PATCH-Trauma: The Most Provocative Challenge Yet
Published in the New England Journal of Medicine in 2023, the PATCH-Trauma trial by Gruen and colleagues was a multicentre, double-blind, randomised controlled trial conducted across Australia, New Zealand, and Germany, enrolling 1,310 patients with traumatic haemorrhage who received prehospital TXA or placebo prior to hospital admission. The primary outcome was six-month neurological function, with 28-day mortality as a key secondary outcome. The results were striking in their clarity: there was no significant difference in either outcome between the two groups. If anything, there was a numerical trend toward harm in the TXA arm, though this did not reach significance.
PATCH-Trauma is the best-designed prospective trial of prehospital TXA in civilian trauma conducted to date, and its null result cannot be easily dismissed. The investigators enrolled patients in well-resourced prehospital systems with short transport times to major trauma centres — arguably the population most likely to benefit from early TXA based on the CRASH-2 rationale. That no benefit emerged in this population directly challenges the assumption that earlier is always better when administering TXA in civilian contexts, and raises the possibility that the CRASH-2 mortality benefit was driven partly by baseline care deficits in its trial settings rather than by TXA's pharmacological action alone.
What Does ATLS Teach, and Where Does the Evidence Now Sit?
The ATLS 11th edition recommends TXA within three hours of injury for patients with significant haemorrhage, acknowledging the CRASH-2 data and the time-critical nature of fibrinolysis. This recommendation has not changed despite the PATCH-Trauma findings, and it is worth understanding why. The in-hospital administration of TXA - particularly in patients with confirmed or suspected major haemorrhage - retains reasonable evidence support. The MATTERs study, a retrospective analysis by Morrison and colleagues published in Archives of Surgery in 2012, found TXA associated with improved survival in a military trauma population even after controlling for injury severity.
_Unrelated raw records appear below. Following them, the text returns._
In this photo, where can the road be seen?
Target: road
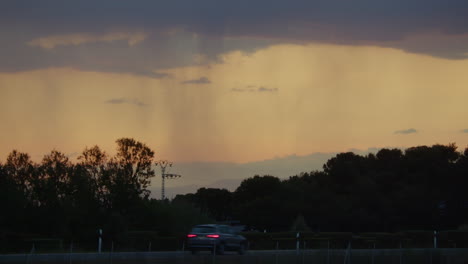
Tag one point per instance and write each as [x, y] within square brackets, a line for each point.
[355, 256]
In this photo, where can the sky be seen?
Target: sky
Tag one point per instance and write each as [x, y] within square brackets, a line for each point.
[221, 86]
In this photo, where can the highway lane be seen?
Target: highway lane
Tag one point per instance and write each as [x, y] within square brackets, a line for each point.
[251, 257]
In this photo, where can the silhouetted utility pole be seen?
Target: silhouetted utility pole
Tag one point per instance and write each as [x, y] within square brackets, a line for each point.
[163, 164]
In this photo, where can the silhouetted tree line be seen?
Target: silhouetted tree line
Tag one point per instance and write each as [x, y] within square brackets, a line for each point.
[421, 188]
[57, 198]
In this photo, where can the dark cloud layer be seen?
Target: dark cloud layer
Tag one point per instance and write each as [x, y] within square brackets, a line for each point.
[396, 24]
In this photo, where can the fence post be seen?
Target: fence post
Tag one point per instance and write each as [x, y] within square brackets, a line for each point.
[297, 243]
[71, 252]
[276, 252]
[401, 253]
[99, 240]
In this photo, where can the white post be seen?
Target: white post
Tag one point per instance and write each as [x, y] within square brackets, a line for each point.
[100, 240]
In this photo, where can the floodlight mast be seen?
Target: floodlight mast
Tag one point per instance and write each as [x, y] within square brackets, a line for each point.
[163, 164]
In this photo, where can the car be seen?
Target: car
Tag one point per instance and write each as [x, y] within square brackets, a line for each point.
[215, 238]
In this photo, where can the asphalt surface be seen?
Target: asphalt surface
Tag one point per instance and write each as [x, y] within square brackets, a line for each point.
[442, 256]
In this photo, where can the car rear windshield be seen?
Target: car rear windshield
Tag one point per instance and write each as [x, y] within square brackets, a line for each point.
[203, 229]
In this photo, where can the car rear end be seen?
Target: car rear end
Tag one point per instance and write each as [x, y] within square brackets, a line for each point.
[203, 237]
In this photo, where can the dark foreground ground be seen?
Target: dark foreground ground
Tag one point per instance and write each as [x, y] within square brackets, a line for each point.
[355, 256]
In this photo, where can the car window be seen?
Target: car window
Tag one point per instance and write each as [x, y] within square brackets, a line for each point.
[204, 229]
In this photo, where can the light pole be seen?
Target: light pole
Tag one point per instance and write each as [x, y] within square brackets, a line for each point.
[163, 164]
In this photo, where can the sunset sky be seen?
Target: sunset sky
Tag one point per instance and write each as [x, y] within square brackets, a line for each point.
[233, 82]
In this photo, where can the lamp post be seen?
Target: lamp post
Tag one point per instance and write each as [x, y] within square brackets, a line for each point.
[164, 164]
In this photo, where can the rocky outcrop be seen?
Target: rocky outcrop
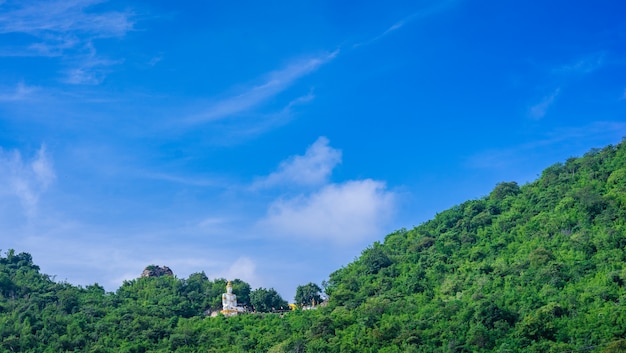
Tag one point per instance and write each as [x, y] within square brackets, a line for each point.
[157, 271]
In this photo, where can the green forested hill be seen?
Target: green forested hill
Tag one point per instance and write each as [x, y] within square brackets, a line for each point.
[533, 268]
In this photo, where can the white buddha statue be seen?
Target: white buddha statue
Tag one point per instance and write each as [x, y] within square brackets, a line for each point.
[229, 300]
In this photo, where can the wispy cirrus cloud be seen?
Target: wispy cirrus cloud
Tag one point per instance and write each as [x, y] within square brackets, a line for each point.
[271, 85]
[540, 109]
[64, 29]
[60, 23]
[583, 65]
[431, 9]
[19, 93]
[25, 180]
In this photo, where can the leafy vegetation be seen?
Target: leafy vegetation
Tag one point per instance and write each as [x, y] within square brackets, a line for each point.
[533, 268]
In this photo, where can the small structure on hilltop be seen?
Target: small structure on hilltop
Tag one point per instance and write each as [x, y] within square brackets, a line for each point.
[229, 302]
[156, 271]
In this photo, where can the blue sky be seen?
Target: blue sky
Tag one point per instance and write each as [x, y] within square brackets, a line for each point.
[274, 141]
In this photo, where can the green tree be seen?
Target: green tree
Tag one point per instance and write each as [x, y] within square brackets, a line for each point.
[267, 300]
[306, 294]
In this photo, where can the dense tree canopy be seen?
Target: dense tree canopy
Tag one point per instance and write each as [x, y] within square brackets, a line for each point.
[534, 268]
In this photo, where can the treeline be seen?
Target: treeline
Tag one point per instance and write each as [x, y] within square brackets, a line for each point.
[534, 268]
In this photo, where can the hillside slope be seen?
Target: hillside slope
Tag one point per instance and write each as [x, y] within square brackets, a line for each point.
[539, 267]
[533, 268]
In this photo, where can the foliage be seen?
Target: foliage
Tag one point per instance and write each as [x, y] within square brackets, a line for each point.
[267, 300]
[534, 268]
[308, 294]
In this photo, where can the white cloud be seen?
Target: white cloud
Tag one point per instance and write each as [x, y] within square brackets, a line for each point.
[64, 29]
[48, 20]
[273, 84]
[584, 65]
[20, 92]
[340, 213]
[25, 180]
[311, 169]
[540, 109]
[244, 269]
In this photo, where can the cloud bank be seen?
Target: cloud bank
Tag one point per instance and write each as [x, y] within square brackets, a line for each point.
[342, 213]
[274, 83]
[25, 180]
[311, 169]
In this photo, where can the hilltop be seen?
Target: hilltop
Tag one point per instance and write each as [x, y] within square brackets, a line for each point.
[539, 267]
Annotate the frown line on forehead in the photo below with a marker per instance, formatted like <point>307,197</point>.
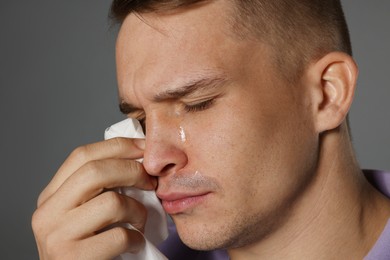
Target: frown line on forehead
<point>181,89</point>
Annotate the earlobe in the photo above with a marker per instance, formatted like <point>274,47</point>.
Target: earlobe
<point>335,78</point>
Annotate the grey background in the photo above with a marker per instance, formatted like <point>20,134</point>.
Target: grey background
<point>58,90</point>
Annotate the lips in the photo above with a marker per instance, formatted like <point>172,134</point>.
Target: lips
<point>177,203</point>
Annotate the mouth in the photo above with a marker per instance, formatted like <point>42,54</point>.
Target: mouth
<point>177,203</point>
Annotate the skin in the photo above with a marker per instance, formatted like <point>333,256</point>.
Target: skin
<point>262,167</point>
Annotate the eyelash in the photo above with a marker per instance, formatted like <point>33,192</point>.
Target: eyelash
<point>199,107</point>
<point>188,108</point>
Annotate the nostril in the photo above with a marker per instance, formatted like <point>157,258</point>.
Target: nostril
<point>168,167</point>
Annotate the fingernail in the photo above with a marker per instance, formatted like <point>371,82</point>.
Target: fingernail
<point>140,143</point>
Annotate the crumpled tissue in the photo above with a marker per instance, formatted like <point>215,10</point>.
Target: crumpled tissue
<point>156,228</point>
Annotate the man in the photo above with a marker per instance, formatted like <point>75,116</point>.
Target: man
<point>244,105</point>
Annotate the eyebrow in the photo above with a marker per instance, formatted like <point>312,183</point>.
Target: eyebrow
<point>177,93</point>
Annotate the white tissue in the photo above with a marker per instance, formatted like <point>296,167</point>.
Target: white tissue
<point>156,228</point>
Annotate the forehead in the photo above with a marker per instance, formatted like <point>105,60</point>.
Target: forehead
<point>153,49</point>
<point>162,50</point>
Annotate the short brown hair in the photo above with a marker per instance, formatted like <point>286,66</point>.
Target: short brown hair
<point>299,31</point>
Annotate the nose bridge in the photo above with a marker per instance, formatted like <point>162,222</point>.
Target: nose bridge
<point>163,150</point>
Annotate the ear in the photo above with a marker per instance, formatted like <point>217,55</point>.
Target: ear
<point>332,82</point>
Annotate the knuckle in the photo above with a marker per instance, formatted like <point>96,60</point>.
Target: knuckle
<point>36,222</point>
<point>116,143</point>
<point>121,237</point>
<point>80,153</point>
<point>113,201</point>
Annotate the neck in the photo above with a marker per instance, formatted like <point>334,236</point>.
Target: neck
<point>339,215</point>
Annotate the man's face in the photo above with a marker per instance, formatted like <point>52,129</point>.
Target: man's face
<point>231,142</point>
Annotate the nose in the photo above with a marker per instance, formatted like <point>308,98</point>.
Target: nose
<point>164,153</point>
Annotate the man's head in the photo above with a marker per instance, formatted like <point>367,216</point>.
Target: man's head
<point>298,31</point>
<point>235,144</point>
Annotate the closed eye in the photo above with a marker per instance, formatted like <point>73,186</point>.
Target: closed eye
<point>199,106</point>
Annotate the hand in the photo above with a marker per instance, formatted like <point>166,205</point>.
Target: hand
<point>77,210</point>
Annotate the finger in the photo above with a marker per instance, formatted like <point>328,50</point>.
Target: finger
<point>112,148</point>
<point>97,176</point>
<point>102,211</point>
<point>111,243</point>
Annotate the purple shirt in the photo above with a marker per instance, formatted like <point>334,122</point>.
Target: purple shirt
<point>174,248</point>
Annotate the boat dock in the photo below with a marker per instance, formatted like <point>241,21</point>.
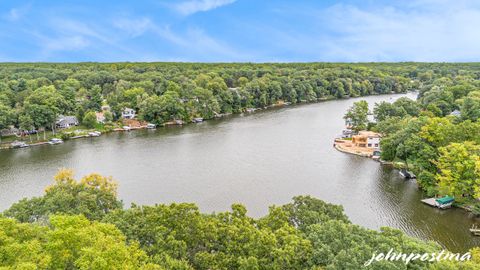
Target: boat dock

The CRASH-3 trial, published in the Lancet in 2019, demonstrated a reduction in head injury-related death with TXA in patients with traumatic brain injury when given within three hours, specifically in those with mild to moderate injury.
What has shifted is the confidence with which TXA can be recommended as a blanket prehospital intervention in all civilian trauma patients. The PATCH-Trauma trial specifically undermines this extrapolation. The field is moving toward a more nuanced position: TXA probably benefits a definable subset of trauma patients - those with physiological evidence of hyperfibrinolysis and ongoing haemorrhage - but the tools to identify that subset in real time remain incompletely developed and unavailable at the roadside.
Implications for the ATLS Candidate
For those preparing for the ATLS examination, the core teaching remains that TXA should be administered early, ideally within three hours of injury, as part of damage control resuscitation. This is the position of the current curriculum and is unlikely to change pending formal guideline revision. However, the intellectually engaged candidate should understand that this recommendation is now contested at its edges - particularly in prehospital civilian contexts - and that the emerging science of fibrinolysis phenotyping may eventually require a more targeted approach to TXA administration. The examination will test you on what the manual says; the clinical world will increasingly require you to know why that guidance exists and where its boundaries lie.
The story of tranexamic acid in trauma is, in many ways, a story about how large simple trials generate transformative practice change, and how the nuance always arrives later. CRASH-2 changed the world. PATCH-Trauma and the fibrinolysis shutdown literature are now asking whether the world was changed in quite the right direction.